Comment 2 Jerry James 2014-06-13 21:19:45 UTC
I reduced this to the following nonsense code, which exhibits the same behavior:

#include <stdio.h>
#include <stdlib.h>

inline static long ell_get_type(long *e) { return ((long **)e)[14][1]; }

static int
ell_over_Fq(long *E)
{
  long t = ell_get_type(E);
  return t==3 || t==4;
}

long *
ellmul(long *e)
{
  if (ell_over_Fq(e))
    {
      if ((((unsigned long)(e[0])) >> (__WORDSIZE - 7)) == 5U)
	return &e[1];
      else
	return e;
    }
  return e;
}

int
main ()
{
  long gen_0[2] = { 0x0200000000000002, 2L };
  long e[2] = { 0x2200000000000002, (long) gen_0 };

  ellmul(e);
  puts ("Successful completion");
  return EXIT_SUCCESS;
}

But this is bogus, because e, to which ell_get_type() is applied, doesn't have 14 elements.  It has 2.  The real problem is that we're walking off the end of an array, which somehow manifests as the strange error where the long int t is somehow treated as a pointer.  That may be a gcc bug, but nevertheless, there is a pari bug here, too.  In the case of the input given above, the real pari ell_get_type() function is called on an array of length 6.
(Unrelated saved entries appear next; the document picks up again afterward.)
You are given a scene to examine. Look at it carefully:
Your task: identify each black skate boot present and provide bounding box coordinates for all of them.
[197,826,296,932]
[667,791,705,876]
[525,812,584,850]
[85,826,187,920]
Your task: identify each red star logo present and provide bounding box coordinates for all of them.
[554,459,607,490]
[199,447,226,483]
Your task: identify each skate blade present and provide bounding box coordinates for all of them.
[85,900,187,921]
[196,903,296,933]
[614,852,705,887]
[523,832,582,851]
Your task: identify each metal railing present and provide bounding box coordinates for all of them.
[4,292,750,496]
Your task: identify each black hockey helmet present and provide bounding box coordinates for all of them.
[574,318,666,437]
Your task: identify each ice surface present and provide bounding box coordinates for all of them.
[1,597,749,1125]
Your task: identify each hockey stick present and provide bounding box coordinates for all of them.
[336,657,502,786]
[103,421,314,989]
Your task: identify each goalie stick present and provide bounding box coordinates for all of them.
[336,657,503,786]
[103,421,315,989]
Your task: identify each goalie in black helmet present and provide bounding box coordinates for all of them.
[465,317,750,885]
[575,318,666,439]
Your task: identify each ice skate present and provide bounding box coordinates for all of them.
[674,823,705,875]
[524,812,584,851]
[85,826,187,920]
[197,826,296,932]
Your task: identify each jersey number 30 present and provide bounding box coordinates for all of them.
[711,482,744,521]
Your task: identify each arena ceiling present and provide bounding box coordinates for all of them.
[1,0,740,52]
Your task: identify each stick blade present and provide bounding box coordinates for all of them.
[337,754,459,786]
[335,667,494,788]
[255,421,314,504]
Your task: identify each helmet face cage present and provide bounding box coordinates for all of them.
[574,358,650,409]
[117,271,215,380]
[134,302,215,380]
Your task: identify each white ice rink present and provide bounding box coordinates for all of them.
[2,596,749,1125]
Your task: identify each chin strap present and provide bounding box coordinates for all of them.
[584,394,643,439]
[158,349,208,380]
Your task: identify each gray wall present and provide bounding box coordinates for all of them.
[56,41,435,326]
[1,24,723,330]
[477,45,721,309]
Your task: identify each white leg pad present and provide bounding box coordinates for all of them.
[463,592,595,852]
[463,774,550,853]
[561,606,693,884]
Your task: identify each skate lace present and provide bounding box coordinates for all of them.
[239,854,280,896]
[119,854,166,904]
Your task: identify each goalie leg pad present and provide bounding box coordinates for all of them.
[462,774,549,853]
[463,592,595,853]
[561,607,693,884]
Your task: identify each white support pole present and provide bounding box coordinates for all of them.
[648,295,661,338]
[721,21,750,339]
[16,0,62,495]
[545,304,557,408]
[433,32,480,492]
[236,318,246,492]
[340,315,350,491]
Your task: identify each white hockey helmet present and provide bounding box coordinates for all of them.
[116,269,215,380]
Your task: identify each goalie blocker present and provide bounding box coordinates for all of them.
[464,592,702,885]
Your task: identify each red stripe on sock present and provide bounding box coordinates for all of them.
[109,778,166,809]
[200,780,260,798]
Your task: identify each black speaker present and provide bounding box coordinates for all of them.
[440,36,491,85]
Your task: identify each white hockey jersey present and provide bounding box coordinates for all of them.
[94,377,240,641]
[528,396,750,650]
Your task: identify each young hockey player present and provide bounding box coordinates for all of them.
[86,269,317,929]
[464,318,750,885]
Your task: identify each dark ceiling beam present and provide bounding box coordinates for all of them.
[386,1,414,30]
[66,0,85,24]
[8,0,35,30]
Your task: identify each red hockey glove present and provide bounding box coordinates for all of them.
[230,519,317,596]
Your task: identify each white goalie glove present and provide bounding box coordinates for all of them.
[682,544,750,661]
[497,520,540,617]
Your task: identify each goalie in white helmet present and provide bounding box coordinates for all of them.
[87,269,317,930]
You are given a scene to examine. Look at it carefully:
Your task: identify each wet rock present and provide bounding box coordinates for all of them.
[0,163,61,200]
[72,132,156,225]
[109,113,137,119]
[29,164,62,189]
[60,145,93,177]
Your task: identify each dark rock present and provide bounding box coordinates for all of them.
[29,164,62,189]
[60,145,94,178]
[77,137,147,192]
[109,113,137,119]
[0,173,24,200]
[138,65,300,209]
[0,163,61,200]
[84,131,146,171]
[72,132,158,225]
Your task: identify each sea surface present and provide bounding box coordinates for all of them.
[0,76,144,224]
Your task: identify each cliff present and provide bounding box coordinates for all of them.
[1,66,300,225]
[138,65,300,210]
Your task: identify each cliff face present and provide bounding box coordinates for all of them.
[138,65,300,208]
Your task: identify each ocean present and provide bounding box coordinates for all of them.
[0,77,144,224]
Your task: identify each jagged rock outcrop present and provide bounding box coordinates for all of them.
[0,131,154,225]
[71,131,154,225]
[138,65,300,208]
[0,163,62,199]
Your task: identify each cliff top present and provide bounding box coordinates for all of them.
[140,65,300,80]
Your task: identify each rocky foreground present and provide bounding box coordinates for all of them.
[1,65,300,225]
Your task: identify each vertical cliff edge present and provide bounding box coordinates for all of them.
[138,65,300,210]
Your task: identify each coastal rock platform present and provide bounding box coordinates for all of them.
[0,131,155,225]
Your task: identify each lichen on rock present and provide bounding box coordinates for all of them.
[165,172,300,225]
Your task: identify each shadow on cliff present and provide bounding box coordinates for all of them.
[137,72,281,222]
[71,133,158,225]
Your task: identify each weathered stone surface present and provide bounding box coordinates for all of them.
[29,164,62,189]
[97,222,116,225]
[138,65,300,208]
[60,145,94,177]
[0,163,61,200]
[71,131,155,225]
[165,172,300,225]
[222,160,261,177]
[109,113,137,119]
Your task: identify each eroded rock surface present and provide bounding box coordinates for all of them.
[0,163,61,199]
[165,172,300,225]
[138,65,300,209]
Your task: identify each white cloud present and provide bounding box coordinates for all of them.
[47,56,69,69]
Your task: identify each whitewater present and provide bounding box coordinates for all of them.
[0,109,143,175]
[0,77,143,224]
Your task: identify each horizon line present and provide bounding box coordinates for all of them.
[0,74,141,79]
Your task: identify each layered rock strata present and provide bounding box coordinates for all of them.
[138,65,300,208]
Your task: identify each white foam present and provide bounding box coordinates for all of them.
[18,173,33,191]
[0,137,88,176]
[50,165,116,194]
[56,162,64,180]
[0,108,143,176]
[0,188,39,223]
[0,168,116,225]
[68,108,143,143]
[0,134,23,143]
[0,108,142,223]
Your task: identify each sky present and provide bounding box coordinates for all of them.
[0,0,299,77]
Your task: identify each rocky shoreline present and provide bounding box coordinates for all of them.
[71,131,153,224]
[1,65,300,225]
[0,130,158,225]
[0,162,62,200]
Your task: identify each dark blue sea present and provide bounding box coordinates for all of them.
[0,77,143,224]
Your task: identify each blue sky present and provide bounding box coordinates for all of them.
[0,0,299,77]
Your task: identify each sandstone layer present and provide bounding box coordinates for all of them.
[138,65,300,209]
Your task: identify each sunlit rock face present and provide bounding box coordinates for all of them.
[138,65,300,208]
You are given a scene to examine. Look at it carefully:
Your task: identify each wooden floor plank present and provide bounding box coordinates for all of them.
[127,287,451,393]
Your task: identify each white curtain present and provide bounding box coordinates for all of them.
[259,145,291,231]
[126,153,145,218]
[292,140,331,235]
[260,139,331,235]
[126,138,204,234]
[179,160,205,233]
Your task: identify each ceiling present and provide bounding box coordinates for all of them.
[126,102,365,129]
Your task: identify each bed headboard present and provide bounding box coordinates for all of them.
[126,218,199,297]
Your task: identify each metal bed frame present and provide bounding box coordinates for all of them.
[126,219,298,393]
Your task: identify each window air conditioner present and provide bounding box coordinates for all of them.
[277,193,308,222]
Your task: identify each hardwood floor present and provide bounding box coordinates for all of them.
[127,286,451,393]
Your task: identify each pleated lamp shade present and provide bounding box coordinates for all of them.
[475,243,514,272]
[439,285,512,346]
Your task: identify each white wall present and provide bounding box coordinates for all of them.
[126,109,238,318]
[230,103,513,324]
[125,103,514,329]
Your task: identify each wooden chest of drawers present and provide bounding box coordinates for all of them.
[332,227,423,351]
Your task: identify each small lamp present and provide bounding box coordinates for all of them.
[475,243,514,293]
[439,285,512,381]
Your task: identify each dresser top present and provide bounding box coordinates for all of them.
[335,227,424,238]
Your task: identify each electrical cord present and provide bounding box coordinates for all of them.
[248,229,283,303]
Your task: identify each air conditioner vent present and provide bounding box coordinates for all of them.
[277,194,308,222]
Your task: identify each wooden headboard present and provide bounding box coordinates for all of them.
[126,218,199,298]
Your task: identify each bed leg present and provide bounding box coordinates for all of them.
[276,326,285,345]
Note that if 14 is changed to 1 in this example, the program completes successfully.

Comment 3 Paul Howarth 2014-06-24 15:35:00 UTC
Upstream says:

 "The correct syntax for both versions is
  E = ellinit([0,1,0,2,-15]);
  ellpow(E,[2,1],5)

  Of course, it should report an error instead of crashing."

Comment 4 Paul Howarth 2014-07-07 14:32:48 UTC
Upstream fix that will be in pari 2.7.2 is included in pari-2.7.1-4.fc21, resolving this issue.

Code relying on use of this syntax will need to be fixed to use the preferred format from Comment #3 if it will need to work with pari 2.8 onwards, which will treat the original syntax as an error.